二人でお茶を・・・
「あっ、三蔵だ!!」
目を覚まし、いつものように着替えて居間に行くと三蔵が当たり前のようにテーブルに座り新聞を読んでいた。
テーブルには二人分の朝食が並んでいて、三蔵の前のお皿は既に空になっていた。
三蔵の前の席を引いて座ると、周囲を見渡していつもいるはずの人物を探す。
「そう言えば八戒は?」
悟浄はいつも昼頃まで部屋でぐっすり休んでいるのでいないのは当たり前。
でも八戒は必ず朝の挨拶をしてから行き先を告げて出掛ける。
勿論大体の帰宅時間まで告げていく・・・はっきり言って細かい、悟浄が八戒を口うるさいオフクロと言うのがちょっとだけわかる。
「アイツらには近くの寺まで行ってもらった。」
新聞をバサリと音を立てて閉じると、三蔵は目の前に置いてあったコーヒーを一口飲んだ。
「え?」
「・・・使いにやった。昼過ぎには戻る。」
「アイツ等って事は・・・八戒と悟浄?」
「あぁ、そうだ。ついでに悟空に餌を与えるよう一緒に連れて行かせた。」
「三蔵・・・エサは無いでしょ、エサは。」
「ふん、俺の勝手だ・・・おい。」
八戒の用意してくれた美味しい食事を食べようとフォークを持ったところで三蔵に声を掛けられた。

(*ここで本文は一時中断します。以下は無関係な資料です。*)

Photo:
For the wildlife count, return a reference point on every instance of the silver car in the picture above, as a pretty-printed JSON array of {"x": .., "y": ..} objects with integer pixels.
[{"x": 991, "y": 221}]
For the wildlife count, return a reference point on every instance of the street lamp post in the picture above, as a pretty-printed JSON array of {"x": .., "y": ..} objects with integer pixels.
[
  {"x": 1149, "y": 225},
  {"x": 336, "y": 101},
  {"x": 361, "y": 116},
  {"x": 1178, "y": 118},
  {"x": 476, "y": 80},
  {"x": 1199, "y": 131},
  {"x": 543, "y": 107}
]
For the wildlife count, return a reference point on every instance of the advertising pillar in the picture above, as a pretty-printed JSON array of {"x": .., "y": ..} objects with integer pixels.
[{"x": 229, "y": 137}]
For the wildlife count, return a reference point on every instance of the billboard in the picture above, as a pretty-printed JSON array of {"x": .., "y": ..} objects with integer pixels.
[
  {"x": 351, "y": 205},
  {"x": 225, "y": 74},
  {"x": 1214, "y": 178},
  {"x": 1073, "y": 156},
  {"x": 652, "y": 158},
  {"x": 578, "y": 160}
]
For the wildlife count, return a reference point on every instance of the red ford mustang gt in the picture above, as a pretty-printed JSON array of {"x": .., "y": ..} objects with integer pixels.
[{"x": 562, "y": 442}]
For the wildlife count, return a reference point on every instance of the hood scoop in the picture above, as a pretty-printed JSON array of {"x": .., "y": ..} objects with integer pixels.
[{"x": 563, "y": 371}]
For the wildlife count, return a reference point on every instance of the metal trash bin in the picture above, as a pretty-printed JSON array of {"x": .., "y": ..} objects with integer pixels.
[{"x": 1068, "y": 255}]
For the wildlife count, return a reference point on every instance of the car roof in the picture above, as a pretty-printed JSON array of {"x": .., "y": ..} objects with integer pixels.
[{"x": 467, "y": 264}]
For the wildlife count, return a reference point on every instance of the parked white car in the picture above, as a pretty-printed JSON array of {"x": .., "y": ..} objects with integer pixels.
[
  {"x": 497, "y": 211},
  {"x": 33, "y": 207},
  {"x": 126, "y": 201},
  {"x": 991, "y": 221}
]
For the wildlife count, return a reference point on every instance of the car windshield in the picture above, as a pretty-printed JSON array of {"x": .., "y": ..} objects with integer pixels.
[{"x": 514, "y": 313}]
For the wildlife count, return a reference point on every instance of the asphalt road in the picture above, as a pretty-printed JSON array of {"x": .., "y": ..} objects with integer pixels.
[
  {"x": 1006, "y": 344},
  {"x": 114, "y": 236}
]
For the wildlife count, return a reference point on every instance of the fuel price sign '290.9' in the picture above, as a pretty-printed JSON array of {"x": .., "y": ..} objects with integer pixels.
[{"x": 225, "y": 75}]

美味しそうなシーザーサラダまであと少しだったのに・・・。
まぁそれでも三蔵があたしの名前を読んでくれる事はあんまりないから、すぐに返事をする。
・・・ちょっと犬っぽいな。
「何?三蔵。」
「・・・」
あたしの目の前には、さっき三蔵が飲んでいたはずのマグカップが無言で置かれていた。
その中身はすっかり飲み干されて空になっている。
カップから視線を三蔵へ向けると、先程読んでいたのとは別の新聞をのんびり読んでいる。
あ、眼鏡かけてる・・・じゃなくって!
「三蔵!」
「何だ?」
新聞を読むのを邪魔された三蔵はかなり不機嫌そうにこっちを睨む。
うぅっ、逃げちゃダメ。頑張れあたし!
「コレは・・・どういう意味?」
あたしの目の前に置かれた空のカップを手に持って三蔵へ見せる。
「見てわからんか?」
「うん。」
三蔵は小さくため息をついてから当たり前のように言った。
「お替りだ。」
しーん
三蔵の言葉の後、思わずあたしは息をするのを止めてしまった。
確かに三蔵が自分でコーヒーを入れるなんてシーンは原作では一回も見たことが無い・・・と思う。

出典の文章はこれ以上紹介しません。